Inconscientemente, a preservação do espaço se torna um direito de propriedade, que adquire valores crescentes em relação à sua escassez e localização.

O homem, como qualquer outro animal, luta com todas as forças e por todos os meios para a manutenção da sua posse, a dominação do espaço adquirido e, às vezes, pelo que gostaria de possuir, tombando nas ambições desmedidas, na ganância.

No relacionamento social, cada indivíduo é cioso dos seus direitos, do seu espaço físico e mental, da sua integridade, da sua intimidade, zelando pela independência de ação e conduta nestas áreas comportamentais.

Quando os sentimentos afetivos irrompem e ele deseja repartir a sua liberdade com a pessoa amada, naturalmente espera compartir dos valores que ela possui, numa substituição automática daquilo que irá ceder. Trata-se de uma concessão-recepção, gerando uma ação cooperativista.

A princípio, o encantamento ou a paixão substitui a razão, quebrando um hábito arraigado, sem chance de preenchê-lo por um novo, que exige um período de consciente adaptação para uma convivência agradável, emocionalmente retributiva. Apesar disso, ficam determinados bolsões que não podem ou não devem ser violados, constituindo os remanescentes da liberdade de cada um, o reino inconquistado pelo alienígena.

Nos relacionamentos das pessoas imaturas, os espaços são, de imediato, tomados e preenchidos, tornando a convivência asfixiante, insuportável, logo passam as explosões do desejo ou os artifícios da novidade.

Surgem, nesse período, as discussões por motivos fúteis, que escamoteiam as causas reais, nascendo as mágoas e rancores que separam os indivíduos e, às vezes, os arruínam.

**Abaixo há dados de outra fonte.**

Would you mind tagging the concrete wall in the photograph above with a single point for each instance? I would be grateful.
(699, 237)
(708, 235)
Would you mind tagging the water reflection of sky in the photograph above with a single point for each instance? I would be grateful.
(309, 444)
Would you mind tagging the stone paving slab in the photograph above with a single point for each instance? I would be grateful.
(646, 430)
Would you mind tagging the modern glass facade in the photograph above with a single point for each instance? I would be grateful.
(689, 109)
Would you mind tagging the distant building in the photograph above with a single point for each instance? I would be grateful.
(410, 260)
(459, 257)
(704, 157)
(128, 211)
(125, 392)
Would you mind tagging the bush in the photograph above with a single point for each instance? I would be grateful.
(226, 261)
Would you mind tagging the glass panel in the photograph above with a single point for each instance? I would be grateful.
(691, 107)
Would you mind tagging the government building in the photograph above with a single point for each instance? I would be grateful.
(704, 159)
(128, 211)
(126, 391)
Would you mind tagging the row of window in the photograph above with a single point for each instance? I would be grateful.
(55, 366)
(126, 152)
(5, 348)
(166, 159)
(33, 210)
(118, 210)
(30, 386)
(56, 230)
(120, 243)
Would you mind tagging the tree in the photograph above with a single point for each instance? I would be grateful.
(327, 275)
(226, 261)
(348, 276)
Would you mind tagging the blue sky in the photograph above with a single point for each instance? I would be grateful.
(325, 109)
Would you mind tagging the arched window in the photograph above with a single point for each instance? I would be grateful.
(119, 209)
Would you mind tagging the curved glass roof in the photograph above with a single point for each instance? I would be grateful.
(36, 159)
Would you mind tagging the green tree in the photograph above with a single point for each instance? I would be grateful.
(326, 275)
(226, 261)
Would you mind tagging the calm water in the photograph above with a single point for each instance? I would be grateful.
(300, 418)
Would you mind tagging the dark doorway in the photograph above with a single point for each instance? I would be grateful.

Nas afeições das pessoas amadurecidas psicologicamente, não há predominância de uma vontade sobre a do outro, porém um bom entrosamento, que sugere a eleição da sugestão melhor, sem que ocorra a governança de uma por outra vida, que submetendo-a aos seus caprichos, comprime-a, estimulando as reações de malquerença silenciosa que explodirá, intempestivamente, em luta calamitosa.

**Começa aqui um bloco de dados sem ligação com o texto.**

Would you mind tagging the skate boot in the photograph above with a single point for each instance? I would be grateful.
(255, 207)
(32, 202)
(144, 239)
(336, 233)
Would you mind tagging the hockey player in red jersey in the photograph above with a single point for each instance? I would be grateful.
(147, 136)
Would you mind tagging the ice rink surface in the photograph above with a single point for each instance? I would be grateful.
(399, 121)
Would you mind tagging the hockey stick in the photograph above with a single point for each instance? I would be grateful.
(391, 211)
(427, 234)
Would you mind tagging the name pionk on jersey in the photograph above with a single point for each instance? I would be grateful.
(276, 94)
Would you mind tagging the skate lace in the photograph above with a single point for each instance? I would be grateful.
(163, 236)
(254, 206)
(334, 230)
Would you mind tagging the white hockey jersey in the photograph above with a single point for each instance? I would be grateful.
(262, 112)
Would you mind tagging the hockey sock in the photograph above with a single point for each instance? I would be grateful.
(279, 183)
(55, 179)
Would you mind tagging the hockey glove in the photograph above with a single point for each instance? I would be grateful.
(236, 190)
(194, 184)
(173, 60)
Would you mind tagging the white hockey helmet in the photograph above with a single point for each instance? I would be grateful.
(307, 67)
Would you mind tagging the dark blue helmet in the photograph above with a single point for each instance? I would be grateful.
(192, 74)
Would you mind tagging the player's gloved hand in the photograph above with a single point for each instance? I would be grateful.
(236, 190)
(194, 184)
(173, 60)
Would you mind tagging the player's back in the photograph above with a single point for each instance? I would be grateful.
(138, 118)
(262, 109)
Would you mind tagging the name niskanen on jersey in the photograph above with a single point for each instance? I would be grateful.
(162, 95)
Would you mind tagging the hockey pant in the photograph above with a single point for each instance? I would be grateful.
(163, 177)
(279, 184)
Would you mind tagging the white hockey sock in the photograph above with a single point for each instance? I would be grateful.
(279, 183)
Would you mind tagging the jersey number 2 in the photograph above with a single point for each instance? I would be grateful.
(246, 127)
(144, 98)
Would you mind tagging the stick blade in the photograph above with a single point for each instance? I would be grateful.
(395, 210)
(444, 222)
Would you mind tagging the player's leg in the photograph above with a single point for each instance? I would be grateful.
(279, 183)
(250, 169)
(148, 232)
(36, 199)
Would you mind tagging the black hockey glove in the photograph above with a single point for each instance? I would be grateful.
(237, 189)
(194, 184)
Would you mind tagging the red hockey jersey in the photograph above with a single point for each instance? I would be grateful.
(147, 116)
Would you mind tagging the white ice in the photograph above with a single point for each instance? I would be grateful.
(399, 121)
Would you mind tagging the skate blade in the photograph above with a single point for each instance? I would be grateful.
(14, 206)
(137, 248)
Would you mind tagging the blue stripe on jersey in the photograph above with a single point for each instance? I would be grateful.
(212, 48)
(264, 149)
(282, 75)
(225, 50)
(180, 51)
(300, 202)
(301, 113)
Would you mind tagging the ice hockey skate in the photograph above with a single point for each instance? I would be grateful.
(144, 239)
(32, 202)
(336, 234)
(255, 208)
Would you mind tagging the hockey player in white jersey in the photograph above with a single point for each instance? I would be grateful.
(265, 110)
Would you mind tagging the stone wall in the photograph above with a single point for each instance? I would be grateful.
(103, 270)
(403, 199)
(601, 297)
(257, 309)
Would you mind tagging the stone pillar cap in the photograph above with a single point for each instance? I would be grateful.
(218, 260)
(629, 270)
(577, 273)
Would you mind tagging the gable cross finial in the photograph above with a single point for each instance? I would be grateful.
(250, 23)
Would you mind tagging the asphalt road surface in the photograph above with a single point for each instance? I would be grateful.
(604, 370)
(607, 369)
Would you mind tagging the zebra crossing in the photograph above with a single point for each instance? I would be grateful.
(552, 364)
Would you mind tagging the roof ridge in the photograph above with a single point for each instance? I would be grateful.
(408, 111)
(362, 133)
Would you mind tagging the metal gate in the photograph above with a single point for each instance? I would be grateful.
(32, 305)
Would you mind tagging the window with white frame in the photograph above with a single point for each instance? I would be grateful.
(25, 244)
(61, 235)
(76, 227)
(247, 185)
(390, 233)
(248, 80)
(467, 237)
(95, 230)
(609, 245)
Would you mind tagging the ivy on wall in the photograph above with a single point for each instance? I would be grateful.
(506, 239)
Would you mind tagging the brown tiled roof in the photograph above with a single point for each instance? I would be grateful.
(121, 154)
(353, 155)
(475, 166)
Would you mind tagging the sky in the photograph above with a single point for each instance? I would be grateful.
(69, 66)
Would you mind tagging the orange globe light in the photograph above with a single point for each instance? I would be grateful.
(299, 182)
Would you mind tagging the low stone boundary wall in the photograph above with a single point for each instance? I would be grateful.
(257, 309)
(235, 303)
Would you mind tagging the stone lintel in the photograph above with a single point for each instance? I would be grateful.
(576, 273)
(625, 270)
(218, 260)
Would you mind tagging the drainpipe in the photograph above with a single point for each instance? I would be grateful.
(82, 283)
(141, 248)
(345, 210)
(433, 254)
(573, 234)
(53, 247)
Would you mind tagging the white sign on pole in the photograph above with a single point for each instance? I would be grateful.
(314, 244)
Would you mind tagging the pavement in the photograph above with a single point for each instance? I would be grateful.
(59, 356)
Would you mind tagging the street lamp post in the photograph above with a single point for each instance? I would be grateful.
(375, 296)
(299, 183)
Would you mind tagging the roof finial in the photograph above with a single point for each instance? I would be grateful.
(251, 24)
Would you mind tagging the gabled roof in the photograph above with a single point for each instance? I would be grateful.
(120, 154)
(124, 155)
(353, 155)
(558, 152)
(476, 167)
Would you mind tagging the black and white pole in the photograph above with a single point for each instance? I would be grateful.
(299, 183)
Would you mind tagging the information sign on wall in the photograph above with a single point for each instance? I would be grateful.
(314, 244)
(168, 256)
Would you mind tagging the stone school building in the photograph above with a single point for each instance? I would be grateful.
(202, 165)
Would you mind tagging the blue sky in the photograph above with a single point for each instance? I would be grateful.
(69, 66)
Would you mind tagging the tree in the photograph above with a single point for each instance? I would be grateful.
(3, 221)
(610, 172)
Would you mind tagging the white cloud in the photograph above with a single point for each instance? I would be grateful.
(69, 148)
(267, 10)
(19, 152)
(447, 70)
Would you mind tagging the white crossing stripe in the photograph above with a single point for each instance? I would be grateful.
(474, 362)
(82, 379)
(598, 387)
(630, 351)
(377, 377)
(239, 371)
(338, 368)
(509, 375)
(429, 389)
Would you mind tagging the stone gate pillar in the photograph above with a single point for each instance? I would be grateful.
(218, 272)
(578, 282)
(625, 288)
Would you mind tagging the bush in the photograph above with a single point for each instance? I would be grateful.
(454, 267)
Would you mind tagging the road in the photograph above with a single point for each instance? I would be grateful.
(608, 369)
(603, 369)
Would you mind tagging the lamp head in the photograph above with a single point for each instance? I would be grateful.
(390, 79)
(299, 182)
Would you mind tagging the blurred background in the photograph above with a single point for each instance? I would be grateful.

Por isso mesmo, o afeto conquista sem se impor, deixando livres os espaços emocionais, que substituem os físicos cedidos, ampliando-se os limites da confiança, que permite o trânsito tranquilo na sua e na área do ser amado, que lhe não obstaculiza o acesso, o que é, evidentemente, de natureza recíproca.

O homem ou a mulher de personalidade infantil deseja o espaço do outro, sem querer ceder aquele que acredita seu. Quando consegue, limita a movimentação do afeto a quem deseja subjugar por hábeis maneiras diversas, escondendo a insegurança, que é responsável pela ambição atormentada. Se não logra, parte para o jogo dos caprichos, que termina em incompatibilidade de temperamentos, disfarçando as suas reações neuróticas.

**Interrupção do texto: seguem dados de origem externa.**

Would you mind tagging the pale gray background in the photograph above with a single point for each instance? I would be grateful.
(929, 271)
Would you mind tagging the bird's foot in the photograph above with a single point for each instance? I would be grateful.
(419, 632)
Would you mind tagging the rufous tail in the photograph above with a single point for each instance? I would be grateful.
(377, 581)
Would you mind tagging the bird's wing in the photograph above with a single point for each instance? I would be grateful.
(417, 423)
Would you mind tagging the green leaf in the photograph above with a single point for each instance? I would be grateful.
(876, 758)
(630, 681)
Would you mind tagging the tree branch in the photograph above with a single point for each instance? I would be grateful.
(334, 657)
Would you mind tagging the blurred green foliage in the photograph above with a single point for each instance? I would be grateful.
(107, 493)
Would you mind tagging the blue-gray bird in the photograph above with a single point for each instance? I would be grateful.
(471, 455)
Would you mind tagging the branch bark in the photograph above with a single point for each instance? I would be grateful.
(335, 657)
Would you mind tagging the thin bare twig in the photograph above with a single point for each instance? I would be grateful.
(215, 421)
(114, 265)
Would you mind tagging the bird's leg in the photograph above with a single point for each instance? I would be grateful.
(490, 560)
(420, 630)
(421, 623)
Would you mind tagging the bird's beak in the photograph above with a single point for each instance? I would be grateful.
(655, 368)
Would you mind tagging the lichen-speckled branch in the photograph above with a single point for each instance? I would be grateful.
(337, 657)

A vida feliz é um dar, um incessante receber.

Toda doação gratifica, e nela, embutida, está a satisfação da oferta, que é uma forma de gratulação. Aquele que se recusa a distribuição padece a hipertrofia da emoção retribuída e experimenta carência, mesmo estando na posse do excesso.

Somente doa, cede, quem tem e é livre, interiormente amadurecido, realizado. Assim, mesmo quando não recebe de volta e parece haver perdido o investimento, prossegue pleno, porquanto somente se perde o que não se tem, que é a posse da usura, e não o valor que pode ser multiplicado.

A pessoa se deve acostumar com o seu espaço, liberándo-se da propriedade total sobre ele e adaptando-se, mentalmente, à ideia de reparti-lo com outrem, mantendo, porém, integral, a sua liberdade íntima, cujos horizontes são ilimitados.

Ademais, deve considerar que os espaços físicos são transitórios, em razão da precariedade da própria vida material, que se interrompe com a morte, transferindo o ser para outra dimensão, na qual os limites tempo e espaço passam a ter outras significações.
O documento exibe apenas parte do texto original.